My baby comes to me after a long weekend of my being gone and home again, back and forth, home long enough to make a mess and not clean it up. He doesn’t want this to become standard behavior, so he walks circles on my chest starting at 4 a.m., then settles into a curled snake pattern on my chest, purring the whole time.
He knows I’m not going back to sleep.
“Now that I have your attention, Mom,” Leo says to me, in pretty good language, “I just want you to know how much I love you.”
I use a little energy to raise my right arm and run my palm down his back. “That’s nice,” I mumble-jumble, hoping that a small good dream might come back if I lie still enough before it’s really time to get up.

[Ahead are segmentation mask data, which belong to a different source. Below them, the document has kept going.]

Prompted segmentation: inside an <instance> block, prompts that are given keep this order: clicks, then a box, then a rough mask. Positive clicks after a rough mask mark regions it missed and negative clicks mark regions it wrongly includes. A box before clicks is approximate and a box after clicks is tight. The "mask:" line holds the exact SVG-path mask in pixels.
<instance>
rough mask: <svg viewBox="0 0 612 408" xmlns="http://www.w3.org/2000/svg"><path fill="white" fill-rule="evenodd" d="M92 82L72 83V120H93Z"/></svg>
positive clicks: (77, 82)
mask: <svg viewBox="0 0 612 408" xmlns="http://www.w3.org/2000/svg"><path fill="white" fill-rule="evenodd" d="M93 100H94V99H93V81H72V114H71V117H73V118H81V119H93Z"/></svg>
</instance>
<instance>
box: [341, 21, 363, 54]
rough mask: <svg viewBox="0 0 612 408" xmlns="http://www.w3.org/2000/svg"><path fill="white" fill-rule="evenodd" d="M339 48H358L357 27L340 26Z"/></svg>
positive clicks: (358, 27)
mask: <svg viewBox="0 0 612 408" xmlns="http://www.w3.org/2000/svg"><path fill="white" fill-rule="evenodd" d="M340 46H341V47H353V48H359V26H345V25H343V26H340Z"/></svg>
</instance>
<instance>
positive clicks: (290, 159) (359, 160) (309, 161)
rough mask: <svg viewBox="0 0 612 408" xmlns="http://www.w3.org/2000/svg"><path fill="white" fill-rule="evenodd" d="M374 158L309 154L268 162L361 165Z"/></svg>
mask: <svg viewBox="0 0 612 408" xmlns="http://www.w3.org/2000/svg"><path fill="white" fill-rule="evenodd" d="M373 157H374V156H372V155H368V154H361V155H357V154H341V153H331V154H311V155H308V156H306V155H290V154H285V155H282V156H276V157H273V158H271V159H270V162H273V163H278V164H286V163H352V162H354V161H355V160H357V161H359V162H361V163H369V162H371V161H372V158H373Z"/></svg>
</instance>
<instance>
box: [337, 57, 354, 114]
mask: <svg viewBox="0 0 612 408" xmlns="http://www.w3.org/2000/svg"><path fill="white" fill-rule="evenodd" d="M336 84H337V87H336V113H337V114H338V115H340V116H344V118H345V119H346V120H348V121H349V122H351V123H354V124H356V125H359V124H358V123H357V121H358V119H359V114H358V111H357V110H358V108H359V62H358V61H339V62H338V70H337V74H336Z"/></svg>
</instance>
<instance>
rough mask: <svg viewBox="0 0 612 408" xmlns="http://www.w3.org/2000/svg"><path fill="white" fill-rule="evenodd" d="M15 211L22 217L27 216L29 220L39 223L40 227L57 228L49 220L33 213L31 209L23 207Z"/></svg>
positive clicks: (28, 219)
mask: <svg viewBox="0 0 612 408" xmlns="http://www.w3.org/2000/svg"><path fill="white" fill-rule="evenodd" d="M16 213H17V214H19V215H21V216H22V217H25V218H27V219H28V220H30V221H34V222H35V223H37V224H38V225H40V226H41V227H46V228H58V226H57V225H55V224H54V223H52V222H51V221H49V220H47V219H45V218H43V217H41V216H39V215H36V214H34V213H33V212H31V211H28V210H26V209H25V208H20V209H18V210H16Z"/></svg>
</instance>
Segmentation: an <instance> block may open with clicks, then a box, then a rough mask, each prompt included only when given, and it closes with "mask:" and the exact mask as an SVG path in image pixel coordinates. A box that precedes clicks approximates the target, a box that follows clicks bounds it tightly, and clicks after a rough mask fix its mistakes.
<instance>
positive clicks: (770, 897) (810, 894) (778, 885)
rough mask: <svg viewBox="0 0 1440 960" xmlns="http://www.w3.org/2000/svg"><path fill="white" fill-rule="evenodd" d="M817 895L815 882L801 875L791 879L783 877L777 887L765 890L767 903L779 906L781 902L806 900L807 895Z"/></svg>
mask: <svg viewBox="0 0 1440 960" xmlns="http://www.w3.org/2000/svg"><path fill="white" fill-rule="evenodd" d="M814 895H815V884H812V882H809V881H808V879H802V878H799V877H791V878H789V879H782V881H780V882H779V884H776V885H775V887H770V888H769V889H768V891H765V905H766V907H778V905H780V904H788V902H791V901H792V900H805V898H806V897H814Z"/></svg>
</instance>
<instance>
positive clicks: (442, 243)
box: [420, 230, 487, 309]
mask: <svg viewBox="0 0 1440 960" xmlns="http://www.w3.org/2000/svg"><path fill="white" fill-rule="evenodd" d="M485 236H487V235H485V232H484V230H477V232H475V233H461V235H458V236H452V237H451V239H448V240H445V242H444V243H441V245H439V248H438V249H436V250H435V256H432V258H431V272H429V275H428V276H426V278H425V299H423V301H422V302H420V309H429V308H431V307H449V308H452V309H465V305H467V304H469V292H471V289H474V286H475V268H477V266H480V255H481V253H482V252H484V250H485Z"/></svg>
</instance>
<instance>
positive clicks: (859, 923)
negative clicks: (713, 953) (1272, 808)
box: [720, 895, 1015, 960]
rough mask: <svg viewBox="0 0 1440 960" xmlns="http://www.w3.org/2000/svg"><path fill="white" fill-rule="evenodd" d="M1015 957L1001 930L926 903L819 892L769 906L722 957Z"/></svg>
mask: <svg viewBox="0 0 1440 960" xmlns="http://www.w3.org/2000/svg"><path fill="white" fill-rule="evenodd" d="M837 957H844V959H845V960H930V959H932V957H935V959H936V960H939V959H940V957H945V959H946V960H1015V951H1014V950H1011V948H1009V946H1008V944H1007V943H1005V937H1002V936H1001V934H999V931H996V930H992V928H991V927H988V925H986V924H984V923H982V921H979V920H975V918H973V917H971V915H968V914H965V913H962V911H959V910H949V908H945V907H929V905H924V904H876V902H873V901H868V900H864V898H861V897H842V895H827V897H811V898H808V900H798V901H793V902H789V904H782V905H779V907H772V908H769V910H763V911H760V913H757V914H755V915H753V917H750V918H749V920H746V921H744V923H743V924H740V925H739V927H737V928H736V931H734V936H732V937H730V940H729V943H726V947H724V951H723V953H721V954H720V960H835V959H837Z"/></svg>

Leo remains in his snake-curl on my chest, purring. He’d probably stay there forever. He is always one to tell the truth.
My oldest one has also come to me recently with dreadful stories of what’s really going on in the house, in my absence. I walk through my entire estate with a winsome grin on my face, and Sara gallops through with indignance, home around the same time as me, back from her job as a sign-spinner.

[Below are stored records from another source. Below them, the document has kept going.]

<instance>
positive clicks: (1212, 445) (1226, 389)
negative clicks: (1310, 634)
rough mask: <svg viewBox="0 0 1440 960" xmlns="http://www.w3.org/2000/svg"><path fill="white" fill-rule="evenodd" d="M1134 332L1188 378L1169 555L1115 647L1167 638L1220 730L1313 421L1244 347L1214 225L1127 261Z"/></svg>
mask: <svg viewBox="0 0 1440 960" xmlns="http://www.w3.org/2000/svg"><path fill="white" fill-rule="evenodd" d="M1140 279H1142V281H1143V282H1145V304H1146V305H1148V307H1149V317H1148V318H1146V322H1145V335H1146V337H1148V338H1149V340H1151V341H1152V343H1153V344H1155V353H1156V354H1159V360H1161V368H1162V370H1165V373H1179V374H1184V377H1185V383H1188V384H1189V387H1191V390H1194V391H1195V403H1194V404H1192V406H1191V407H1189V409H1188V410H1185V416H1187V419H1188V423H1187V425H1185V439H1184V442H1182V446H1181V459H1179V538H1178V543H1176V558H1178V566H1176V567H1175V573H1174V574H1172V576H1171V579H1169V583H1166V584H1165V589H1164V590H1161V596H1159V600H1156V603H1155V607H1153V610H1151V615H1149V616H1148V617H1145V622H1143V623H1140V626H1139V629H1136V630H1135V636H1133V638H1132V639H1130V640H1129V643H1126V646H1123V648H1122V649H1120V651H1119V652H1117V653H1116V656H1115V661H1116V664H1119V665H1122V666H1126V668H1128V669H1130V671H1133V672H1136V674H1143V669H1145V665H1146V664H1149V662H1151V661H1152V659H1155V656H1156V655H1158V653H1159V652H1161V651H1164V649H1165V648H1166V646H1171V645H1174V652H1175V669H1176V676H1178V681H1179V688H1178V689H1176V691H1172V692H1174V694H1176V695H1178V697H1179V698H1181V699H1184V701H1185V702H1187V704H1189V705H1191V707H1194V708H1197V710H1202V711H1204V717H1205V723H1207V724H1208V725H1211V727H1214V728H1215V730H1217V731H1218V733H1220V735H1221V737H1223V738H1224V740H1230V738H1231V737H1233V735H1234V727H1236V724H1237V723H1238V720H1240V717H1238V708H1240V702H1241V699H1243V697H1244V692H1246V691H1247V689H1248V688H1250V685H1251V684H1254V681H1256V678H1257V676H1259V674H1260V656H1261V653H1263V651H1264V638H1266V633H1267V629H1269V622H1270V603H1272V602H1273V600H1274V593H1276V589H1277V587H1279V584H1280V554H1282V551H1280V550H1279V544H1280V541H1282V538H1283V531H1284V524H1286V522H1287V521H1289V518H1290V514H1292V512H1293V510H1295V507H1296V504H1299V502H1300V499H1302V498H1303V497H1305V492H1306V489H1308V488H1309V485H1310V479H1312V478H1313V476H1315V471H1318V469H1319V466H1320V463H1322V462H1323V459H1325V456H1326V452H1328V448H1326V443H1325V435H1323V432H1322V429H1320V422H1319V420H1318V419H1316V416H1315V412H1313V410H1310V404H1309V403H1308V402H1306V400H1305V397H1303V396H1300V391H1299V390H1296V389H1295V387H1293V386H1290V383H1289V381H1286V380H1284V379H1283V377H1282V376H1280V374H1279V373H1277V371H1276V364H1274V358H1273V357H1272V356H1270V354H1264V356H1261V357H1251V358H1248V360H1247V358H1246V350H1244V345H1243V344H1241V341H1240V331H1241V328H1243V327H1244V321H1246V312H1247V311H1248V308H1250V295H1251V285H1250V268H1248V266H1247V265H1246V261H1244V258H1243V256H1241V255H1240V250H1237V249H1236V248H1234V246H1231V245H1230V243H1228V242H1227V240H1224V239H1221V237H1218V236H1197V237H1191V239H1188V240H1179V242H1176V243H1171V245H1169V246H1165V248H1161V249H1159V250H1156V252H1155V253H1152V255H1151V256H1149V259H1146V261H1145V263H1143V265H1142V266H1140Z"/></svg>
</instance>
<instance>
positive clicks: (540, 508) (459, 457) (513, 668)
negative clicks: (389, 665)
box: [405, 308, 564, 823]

“Well one thing’s for sure,” she says. I hope she completes her sentence.
“It’s not the same around here as the other time, when it was just you and me and Luce. Now it’s never the same, plus there’s boys, plus you never play with me anymore.” She gives me the big hazel eyes, so often green. She knows how to break my heart.
“But did you have a good day?” I ask, scooping her up and cuddling her under my neck, supporting her backside because a cat’s backside should always be supported, if you want to keep holding her.
“Well I did, Mom,” Sara begins, “but then a car stopped and people started coming out, and I got kind of scared.”
“Did you come home then?” I nibble on her ear flap.
“I did, but I think I was too far away in the first place, and I decided I like it here better.” Sara realizes she is getting schmaltzy, so she gets up, stretches, drags her anal glands across my afghan, and love-bites me through the Mexican weave.
“You are a bad girl,” I say to her. I don’t know where she gets it from. “Welcome home.”
My middle child—the one who follows me around in secret, always hoping for and expecting a morsel of worship, and at the same time, the only one who never grumbles about her snacks—has been approaching me on and off all weekend. I’ve been here, I haven’t—she probably thinks I’m leading her on, even though we’ve been together almost six years. That’s fine; she’s never really trusted me, but I have always loved her. Even though I wanted non-chatty cats and Lucy fit that bill to begin with, apparently she’s been studying up. She’s grown out of her weakness. She is a bold kitty now.
“Meep!” she says to me, in her own good time, after all these years.
“But why?” I say.
“Meep! Meepmeepmeepmeepmeep,” Lucy says.
“But why didn’t you mention this before?” I say, imploring.
“MEEP! MEEP MEEP MEEP!” Lucy insists.
I hate to see anger in anybody’s eyes. I always try to deflect it.
“Sweetpea,” I say, “it cannot always be my fault. You’re putting a little too much blame on the mama.”
We both meep. She gets that from me. We meep as we disentangle and I make another treat plate for the family, somebody always getting something, somebody always a favorite.